NeurIPS 2020

Triple descent and the two kinds of overfitting: where & why do they appear?


Review 1

Summary and Contributions: Update: I'm grateful for the authors' time in responding to the reviewers' questions. However, I was disappointed they did not clarify whether whether any new theoretical results are proved in the paper. Specifically, whether their claim that "the linear peak at N=D is solely due to overfitting the noise in the labels" has a precise, mathematical statement and proof. Addressing this in the paper's introduction will help readers understand the novelty and impact. ___________________________________________________________________________ Random feature regression in the high-dimensional limit has been a useful model for double descent behavior, where the test loss decreases, increases, and then decreases again as a function of the number of hidden features for a fixed dataset. The authors discuss the existence of a triple descent phenomenon in the test loss as a function of the dataset size. Specifically, they find a second point of nonmonotonicity when the dataset size and dimensionality are equal. Furthermore, they analyze the test loss using a bias-variance decomposition developed in previous work.

Strengths: The author's discussion of the descent when the dataset size and dimensionality are equal is extensive and has not be highlighted before. They give two interesting perspectives to explain this behavior, namely an algebraic one based on the rank and a bias-variance perspective. The paper also has many excellent figures that help the presentation and aid in the understanding of their results.

Weaknesses: The paper's primary weakness is that it seems to overload the definition of double descent. Traditionally, the test loss is viewed as a function of the model complexity for a fixed training dataset. This is an advantage of the RF model over previous kernel regression models of double descent, where the model complexity is tied to the training data. It turns out that in this high-dimensional random features setting, only the ratios between the dimensions are relevant, so it is tempting to think that viewing the test loss as a function of width or dataset size is symmetric. However, changing the dataset size, changes its relative size wrt. the data dimension. Fundamentally, this is the reason for the behavior. I'm sure the authors understand this. I just feel it makes the result's relationship with double descent quite different and that it is likely to confuse people. A second question is whether any new theoretical results, over those of Mei and Montanari, 2019, and d'Ascoli et al., 2020, are required? It seems like the model is the same and the bias-variance decomposition is the same as d'Ascoli. Could the authors clarify this?

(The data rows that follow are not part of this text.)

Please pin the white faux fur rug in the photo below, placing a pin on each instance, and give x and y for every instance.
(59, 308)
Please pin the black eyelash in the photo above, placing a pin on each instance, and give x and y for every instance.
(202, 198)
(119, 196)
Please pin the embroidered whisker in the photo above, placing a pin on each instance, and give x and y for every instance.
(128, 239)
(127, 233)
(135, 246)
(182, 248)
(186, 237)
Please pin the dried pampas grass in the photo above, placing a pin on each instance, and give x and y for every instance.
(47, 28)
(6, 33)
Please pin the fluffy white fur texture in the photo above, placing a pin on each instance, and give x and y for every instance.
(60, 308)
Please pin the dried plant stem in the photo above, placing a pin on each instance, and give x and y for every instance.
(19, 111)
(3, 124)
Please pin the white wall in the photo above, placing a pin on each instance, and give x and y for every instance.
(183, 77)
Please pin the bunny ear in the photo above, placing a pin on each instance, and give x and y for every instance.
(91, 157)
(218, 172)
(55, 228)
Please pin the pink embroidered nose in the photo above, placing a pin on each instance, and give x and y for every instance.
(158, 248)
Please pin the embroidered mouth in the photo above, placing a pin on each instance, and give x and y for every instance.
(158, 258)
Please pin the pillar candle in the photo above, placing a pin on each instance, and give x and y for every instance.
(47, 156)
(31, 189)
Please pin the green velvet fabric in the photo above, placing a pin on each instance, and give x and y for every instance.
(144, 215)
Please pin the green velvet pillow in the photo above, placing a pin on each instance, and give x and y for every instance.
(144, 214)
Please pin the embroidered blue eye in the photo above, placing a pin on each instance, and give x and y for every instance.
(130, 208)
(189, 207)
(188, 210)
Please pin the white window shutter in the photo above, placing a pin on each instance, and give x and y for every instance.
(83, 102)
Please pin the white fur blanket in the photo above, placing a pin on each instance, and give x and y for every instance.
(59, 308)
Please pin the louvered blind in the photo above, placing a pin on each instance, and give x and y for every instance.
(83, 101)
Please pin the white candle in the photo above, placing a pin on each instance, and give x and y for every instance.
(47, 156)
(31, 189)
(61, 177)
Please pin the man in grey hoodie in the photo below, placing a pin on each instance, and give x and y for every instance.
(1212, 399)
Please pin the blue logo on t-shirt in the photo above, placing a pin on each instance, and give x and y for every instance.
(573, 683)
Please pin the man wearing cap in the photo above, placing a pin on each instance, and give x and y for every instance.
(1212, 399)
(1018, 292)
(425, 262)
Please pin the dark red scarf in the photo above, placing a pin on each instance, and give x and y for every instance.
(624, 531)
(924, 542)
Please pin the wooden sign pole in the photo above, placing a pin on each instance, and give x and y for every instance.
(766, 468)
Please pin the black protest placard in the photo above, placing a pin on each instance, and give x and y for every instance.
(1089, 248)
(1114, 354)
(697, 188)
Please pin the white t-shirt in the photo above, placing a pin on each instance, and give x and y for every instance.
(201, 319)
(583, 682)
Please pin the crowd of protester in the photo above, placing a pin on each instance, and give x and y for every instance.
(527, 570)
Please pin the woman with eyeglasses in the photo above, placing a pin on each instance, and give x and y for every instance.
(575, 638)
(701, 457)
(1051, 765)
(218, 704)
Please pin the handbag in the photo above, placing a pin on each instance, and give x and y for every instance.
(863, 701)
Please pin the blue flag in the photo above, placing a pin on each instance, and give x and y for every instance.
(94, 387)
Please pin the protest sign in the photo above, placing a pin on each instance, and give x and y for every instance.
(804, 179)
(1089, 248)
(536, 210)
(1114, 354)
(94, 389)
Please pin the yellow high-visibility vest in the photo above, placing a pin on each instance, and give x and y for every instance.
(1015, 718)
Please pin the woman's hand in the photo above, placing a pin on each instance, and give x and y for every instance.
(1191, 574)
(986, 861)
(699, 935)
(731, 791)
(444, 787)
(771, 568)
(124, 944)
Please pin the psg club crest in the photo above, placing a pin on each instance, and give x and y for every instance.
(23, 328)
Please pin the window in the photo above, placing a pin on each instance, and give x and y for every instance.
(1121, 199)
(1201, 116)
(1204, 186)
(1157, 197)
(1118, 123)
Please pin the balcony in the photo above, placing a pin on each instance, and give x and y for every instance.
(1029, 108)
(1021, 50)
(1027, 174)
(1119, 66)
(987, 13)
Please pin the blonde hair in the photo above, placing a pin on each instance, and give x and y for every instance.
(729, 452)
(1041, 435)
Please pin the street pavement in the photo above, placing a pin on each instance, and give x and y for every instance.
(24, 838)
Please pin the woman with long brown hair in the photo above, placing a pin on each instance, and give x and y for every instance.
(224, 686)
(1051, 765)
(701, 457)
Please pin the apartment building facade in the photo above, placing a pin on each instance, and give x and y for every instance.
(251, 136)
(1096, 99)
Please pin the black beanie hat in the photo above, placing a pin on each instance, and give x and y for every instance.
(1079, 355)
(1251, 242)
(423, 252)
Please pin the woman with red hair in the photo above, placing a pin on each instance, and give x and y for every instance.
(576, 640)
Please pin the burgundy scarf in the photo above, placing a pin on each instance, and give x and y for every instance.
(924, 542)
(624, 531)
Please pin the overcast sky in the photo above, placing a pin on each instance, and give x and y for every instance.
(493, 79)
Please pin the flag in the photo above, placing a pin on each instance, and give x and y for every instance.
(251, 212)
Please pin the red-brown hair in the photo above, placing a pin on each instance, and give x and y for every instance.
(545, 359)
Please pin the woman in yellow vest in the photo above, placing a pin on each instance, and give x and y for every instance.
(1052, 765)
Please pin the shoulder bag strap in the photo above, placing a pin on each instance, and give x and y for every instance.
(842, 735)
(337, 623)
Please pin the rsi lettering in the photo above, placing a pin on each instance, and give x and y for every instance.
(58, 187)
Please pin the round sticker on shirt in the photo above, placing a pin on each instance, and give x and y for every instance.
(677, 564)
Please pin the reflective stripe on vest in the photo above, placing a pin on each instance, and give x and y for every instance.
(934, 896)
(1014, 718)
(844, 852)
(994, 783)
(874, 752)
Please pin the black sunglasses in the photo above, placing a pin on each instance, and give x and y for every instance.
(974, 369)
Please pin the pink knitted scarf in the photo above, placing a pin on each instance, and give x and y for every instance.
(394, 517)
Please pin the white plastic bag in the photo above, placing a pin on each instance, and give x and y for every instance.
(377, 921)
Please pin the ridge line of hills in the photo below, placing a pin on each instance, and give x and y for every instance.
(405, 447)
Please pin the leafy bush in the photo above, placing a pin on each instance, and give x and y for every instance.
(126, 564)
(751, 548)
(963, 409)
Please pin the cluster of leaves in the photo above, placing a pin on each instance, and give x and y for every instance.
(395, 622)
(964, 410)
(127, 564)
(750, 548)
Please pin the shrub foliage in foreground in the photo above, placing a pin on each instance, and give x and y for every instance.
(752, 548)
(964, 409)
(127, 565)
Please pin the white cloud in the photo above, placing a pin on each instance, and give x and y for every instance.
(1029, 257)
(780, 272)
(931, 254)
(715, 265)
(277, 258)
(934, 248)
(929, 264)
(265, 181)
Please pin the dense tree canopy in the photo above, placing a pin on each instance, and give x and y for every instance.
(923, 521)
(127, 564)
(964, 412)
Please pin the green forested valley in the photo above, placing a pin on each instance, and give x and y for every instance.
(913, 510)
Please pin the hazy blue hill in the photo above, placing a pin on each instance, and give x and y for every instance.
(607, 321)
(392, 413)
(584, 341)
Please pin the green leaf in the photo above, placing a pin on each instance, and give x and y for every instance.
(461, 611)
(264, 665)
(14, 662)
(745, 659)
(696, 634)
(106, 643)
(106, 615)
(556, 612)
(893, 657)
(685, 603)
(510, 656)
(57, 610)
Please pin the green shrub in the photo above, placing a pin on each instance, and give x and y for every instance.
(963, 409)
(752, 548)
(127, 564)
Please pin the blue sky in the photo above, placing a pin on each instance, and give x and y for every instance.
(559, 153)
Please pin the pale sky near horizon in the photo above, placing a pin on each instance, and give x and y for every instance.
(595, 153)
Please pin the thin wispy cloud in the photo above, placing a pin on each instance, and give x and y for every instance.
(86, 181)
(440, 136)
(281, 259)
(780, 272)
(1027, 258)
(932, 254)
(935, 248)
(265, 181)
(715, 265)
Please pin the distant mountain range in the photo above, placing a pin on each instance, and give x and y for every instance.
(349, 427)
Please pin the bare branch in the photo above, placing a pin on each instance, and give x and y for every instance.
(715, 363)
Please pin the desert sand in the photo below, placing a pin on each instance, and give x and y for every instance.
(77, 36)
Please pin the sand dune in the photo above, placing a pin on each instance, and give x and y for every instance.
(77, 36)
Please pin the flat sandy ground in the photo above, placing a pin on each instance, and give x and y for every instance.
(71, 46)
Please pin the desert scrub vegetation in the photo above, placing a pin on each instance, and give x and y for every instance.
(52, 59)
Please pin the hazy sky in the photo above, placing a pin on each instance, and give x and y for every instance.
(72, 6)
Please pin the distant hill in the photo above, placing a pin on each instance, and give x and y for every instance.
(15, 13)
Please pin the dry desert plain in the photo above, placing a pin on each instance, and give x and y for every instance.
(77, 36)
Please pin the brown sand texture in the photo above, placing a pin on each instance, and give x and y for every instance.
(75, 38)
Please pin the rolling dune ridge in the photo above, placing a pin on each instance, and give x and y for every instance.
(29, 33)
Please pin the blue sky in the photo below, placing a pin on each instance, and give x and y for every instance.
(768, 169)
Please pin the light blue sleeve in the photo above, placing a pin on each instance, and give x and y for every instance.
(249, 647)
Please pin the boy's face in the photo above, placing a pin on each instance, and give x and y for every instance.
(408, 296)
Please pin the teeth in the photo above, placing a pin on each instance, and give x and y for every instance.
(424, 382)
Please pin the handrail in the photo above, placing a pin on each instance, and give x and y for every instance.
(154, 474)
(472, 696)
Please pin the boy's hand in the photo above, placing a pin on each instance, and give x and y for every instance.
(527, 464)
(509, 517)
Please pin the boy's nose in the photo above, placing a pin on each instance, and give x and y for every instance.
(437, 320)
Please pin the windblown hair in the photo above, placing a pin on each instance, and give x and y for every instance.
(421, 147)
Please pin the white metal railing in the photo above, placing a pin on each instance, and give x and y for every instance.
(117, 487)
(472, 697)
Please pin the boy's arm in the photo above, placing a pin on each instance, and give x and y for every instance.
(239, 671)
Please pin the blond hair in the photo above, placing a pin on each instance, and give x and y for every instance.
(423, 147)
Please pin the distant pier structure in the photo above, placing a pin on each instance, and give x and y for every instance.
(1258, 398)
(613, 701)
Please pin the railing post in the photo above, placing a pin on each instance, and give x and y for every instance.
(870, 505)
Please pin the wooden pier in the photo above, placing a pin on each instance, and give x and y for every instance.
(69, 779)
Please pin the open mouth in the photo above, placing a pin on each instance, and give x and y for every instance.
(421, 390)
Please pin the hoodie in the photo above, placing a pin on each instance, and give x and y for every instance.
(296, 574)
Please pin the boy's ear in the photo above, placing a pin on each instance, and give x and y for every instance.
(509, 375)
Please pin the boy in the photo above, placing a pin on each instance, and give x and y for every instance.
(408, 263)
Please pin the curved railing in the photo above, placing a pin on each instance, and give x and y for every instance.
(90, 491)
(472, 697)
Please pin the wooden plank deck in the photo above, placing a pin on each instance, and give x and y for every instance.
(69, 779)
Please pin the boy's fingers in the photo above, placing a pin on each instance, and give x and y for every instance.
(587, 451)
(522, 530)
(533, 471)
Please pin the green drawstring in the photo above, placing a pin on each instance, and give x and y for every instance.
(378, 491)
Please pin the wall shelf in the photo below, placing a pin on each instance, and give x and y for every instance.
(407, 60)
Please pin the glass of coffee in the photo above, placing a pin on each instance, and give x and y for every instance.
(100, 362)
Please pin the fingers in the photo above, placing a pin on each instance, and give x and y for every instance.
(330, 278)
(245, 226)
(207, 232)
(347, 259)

Correctness: The results all look correct.

Clarity: I found the paper well written, easy to follow, and an enjoyable read. In particular, the figures are excellent are really benefit the paper. Some of the legends are quite short though. With more room perhaps the authors should consider expanding them.

Relation to Prior Work: The paper is very well referenced and situates itself properly in the field. As I mentioned above, some more details on whether any new theoretical results are required above Mei and Montanari, 2019, and d'Ascoli et al., 2020, would be good. The paper of Liang et al., "on the multiple descent of minimum-norm interpolants and restricted lower isometry of kernels" is relevant. The authors should also discuss differences with Adlam and Pennington, 2020, which also finds a triple descent phenomenon.

Reproducibility: Yes

Additional Feedback: Line 163: "at" should be "as." Line 224: There can be training dynamics associated with the RF model. Specifically, it is related to a NN with random first-layer weights, but second-layer weights initialized at 0 and trained via gradient descent.


Review 2

Summary and Contributions: This paper takes a closer look at the "double descent" and related phenomena, where models "overfit" in some narrow regime of parameters, but behave well outside this regime. This work considers the test risk as a function of: input-dimension (D), model dimension (P), and number of train points (N). It considers stylized models (random-features in theory, and 2-layer networks in practice) which have been studied in previous works, and are reasonable models for studying double-descent. There are two main contributions: 1. By looking at the landscape as a function of both D and P, they find two distinct kinds of "overfitting" -- one determined by P and one by D. This paper is, as far as I know, the first to point out these two distinct effects. 2. They theoretically analyze these two effects, and show how they depend on problem parameters including the type of non-linearity. (Building on recent works which related the test risk to the spectrum of certain random matrices). These are significant conceptual contributions which clarify the landscape of overfitting. They only apply to restricted models (random features and 2 layer nets), but it is a promising first step to studying the phenomenon more broadly.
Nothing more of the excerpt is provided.